C'est un fait constaté par l'OCDE : avant l'élargissement, l'Union européenne était devenue la première région mondiale d'immigration avec 1,5 million d'entrées légales annuelles, contre un peu plus d'un million pour le Canada et les États-Unis.
Deux aires géographiques sont cependant à distinguer aujourd'hui au sein de l'Union européenne : d'une part, la "nouvelle Europe", celle de l'élargissement, qui se dépeuple à grande vitesse et qui n'est encore que très peu concernée par les flux migratoires extra-européens ; d'autre part, l'Europe occidentale, qui colonisa autrefois l'Afrique et l'Asie, et qui, aujourd'hui, connaît un mouvement massif de "contre-colonisation". Celui-ci se traduit en chiffres : l'accroissement naturel annuel des citoyens de l'Union européenne(soustraction des décès des naissances) n'est, pour les 15 pays d'avant l'élargissement, que de +400000, tandis que le solde migratoire annuel est de l'ordre de +1,6 millions de personnes. Autrement dit, l'immigration (légale) est quatre fois plus importante que l'accroissement naturel des citoyens européens (lequel, rappelons-le comptabilise la natalité des immigrés arrivés les années précédentes). On peut en conclure que la population européenne est en passe d'être remplacée, sur un temps historique relativement court, par des populations non européennes.
L'IMMIGRATION CLANDESTINE
Ces calculs ne prennent pas en compte le phénomène de l'immigration clandestine, exclusivement extra-européenne, et qui ne cesse d'augmenter.Pour la seule France, on estime autour de 100 000 le nombre annuel de nouveaux clandestins. Moins d'un dixième (10 000) est refoulé, et une part conséquente de ces nouveaux entrants annuels aura toutes les chances d'être régularisée dans les cinq années suivantes. Entre 2002 et 2005, l'Europe a connu des vagues de régularisation massives : 220 000 personnes pour la France, 50 000 pour la Belgique, 720 000 pour la Grèce, 1,5 million pour l'Italie (dont 700 000 pour la seule année 2002), 580 000 en Espagne, 240 000 au Portugal, soit un total moyen annuel de plus de 1 100 000 clandestins supplémentaires pour seulement six pays de l'Union européenne. Quant à la Grèce, qui ne compte qu'une dizaine de millions d'habitants, elle a déjà refoulé, en moins de dix années, plus de 2 millions de clandestins, soit l'équivalent d'un cinquième de sa population.

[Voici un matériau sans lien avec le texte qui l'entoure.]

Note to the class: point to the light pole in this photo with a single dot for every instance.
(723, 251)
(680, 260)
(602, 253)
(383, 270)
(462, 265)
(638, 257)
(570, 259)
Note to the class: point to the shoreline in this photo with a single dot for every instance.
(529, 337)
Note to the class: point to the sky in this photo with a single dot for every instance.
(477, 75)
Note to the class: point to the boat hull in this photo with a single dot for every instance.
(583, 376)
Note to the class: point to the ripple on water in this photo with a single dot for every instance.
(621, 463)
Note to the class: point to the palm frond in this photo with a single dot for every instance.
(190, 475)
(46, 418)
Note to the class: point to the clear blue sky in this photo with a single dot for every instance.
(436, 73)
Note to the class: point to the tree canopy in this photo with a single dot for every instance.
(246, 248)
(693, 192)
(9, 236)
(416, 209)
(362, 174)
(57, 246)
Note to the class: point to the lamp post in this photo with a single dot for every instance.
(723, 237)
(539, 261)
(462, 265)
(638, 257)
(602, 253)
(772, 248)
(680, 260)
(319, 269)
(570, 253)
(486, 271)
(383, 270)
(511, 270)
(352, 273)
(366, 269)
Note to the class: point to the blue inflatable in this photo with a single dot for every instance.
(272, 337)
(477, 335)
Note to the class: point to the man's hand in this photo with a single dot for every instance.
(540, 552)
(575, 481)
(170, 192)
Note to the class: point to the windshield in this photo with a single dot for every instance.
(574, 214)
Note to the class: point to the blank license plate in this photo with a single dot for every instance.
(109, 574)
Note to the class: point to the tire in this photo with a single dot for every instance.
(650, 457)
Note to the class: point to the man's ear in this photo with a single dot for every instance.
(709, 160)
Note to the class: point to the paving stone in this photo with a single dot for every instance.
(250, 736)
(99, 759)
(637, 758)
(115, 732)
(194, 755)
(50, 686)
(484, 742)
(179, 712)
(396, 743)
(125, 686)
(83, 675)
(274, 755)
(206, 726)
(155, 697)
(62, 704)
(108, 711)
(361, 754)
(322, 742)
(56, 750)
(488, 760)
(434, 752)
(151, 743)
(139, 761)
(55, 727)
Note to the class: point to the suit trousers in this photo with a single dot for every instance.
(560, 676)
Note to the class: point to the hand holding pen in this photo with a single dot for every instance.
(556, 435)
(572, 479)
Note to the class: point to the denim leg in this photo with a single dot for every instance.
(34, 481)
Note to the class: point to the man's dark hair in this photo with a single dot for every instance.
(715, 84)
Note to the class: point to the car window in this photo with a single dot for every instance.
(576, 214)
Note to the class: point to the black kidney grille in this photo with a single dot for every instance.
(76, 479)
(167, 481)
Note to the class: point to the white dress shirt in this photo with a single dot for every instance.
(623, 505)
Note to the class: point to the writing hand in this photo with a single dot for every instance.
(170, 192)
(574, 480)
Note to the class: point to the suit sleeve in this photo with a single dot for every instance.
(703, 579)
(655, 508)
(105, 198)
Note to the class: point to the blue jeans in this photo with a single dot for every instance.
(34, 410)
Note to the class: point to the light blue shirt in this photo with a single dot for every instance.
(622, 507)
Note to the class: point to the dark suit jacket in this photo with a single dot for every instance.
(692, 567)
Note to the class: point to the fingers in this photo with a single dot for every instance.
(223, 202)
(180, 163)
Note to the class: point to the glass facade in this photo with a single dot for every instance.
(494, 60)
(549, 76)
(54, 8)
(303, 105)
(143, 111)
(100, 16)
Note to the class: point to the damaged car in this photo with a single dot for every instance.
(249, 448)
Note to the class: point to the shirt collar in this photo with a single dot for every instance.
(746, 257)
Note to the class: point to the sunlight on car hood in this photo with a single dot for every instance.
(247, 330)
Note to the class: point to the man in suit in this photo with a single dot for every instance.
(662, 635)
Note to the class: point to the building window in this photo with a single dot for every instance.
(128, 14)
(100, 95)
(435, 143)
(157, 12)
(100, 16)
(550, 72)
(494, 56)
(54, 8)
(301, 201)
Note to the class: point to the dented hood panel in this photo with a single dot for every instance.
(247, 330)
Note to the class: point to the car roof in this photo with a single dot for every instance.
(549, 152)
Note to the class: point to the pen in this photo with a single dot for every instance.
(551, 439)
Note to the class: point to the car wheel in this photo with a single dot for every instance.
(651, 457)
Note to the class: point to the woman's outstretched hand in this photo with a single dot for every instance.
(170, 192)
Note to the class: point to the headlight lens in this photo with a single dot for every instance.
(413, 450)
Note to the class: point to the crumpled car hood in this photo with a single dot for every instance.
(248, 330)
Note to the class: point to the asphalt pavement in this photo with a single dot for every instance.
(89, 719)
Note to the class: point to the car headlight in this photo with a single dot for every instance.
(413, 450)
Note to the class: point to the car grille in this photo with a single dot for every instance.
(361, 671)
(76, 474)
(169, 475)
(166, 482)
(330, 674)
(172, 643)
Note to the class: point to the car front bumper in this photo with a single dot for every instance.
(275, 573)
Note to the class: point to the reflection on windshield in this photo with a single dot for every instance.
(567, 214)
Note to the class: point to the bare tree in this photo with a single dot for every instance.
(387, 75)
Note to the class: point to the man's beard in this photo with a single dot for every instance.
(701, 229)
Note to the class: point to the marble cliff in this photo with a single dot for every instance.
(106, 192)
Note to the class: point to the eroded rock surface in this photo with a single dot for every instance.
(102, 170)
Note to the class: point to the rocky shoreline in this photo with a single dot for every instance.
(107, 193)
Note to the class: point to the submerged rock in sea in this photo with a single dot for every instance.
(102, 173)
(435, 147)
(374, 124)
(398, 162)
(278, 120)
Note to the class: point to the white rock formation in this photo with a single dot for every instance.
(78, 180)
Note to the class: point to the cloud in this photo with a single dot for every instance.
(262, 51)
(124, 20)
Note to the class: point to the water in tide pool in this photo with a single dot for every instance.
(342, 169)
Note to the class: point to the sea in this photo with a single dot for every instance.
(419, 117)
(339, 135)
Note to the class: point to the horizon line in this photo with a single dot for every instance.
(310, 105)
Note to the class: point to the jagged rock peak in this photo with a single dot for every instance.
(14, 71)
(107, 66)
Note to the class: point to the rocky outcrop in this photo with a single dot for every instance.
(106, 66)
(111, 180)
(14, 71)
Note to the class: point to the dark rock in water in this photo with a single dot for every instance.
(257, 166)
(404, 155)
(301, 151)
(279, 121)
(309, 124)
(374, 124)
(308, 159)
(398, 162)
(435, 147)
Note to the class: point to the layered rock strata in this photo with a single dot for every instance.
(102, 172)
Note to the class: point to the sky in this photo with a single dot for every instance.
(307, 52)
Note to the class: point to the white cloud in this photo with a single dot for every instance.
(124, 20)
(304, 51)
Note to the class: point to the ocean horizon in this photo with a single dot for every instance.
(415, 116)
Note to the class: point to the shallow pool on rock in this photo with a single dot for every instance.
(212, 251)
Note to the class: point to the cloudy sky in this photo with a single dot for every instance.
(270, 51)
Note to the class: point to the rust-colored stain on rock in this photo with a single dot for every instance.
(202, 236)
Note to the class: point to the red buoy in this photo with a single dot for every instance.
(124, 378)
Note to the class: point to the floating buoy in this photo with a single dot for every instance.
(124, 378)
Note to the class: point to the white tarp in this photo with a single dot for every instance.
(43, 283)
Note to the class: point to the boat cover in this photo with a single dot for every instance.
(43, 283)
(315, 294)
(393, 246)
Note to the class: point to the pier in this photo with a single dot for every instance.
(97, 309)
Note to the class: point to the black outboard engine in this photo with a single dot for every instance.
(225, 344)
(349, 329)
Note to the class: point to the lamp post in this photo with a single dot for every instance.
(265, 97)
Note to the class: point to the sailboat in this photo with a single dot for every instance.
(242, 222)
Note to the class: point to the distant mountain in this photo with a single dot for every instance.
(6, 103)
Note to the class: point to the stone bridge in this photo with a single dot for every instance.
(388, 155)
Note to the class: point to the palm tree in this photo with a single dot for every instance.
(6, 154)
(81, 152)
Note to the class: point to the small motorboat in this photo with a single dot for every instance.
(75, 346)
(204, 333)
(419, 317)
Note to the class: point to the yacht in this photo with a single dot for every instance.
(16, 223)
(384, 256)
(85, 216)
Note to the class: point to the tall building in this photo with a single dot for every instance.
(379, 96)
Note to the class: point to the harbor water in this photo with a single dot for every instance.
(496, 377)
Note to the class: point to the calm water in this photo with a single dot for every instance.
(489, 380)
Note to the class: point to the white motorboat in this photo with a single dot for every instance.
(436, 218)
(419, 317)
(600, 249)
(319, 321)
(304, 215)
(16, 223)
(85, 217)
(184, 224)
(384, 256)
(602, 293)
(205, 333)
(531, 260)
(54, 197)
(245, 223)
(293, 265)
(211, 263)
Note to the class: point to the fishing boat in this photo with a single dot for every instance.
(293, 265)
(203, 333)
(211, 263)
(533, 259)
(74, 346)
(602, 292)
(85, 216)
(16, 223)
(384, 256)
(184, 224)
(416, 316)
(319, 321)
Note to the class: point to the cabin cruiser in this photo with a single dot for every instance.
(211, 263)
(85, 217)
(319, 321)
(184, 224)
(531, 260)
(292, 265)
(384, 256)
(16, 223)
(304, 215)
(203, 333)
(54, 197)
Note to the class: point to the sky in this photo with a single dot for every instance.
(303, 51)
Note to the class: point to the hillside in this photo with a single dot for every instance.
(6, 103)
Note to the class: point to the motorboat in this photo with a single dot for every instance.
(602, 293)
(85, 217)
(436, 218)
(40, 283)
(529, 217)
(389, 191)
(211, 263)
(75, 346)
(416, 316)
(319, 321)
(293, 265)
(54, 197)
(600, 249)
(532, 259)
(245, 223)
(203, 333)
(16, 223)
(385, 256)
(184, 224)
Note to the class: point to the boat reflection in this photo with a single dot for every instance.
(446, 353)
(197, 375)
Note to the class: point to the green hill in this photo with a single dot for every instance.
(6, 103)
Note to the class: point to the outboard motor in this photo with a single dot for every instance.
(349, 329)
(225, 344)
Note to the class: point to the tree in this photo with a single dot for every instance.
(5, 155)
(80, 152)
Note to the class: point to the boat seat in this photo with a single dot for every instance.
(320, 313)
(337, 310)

La pression migratoire extra-européenne ne peut qu'augmenter. Le taux de départs annuels au Maroc est déjà de 15% des hommes valides, soit 7,5 fois la moyenne mondiale du taux d'émigration par pays (2%), dans un pays où le taux de chômage des jeunes de 15 à 30 ans atteint 60% (comme en Algérie et en Afrique noire). Un sondage de l'Afvic (Association des amis et familles des victimes de l'immigration clandestine) montrait que sur 600 Marocains de moins de 30 ans, 82% avaient pour seule ambition de s'installer en Europe. Au Mali ou au Bangladesh, l'immigration vers l'Europe constitue la principale source de revenus.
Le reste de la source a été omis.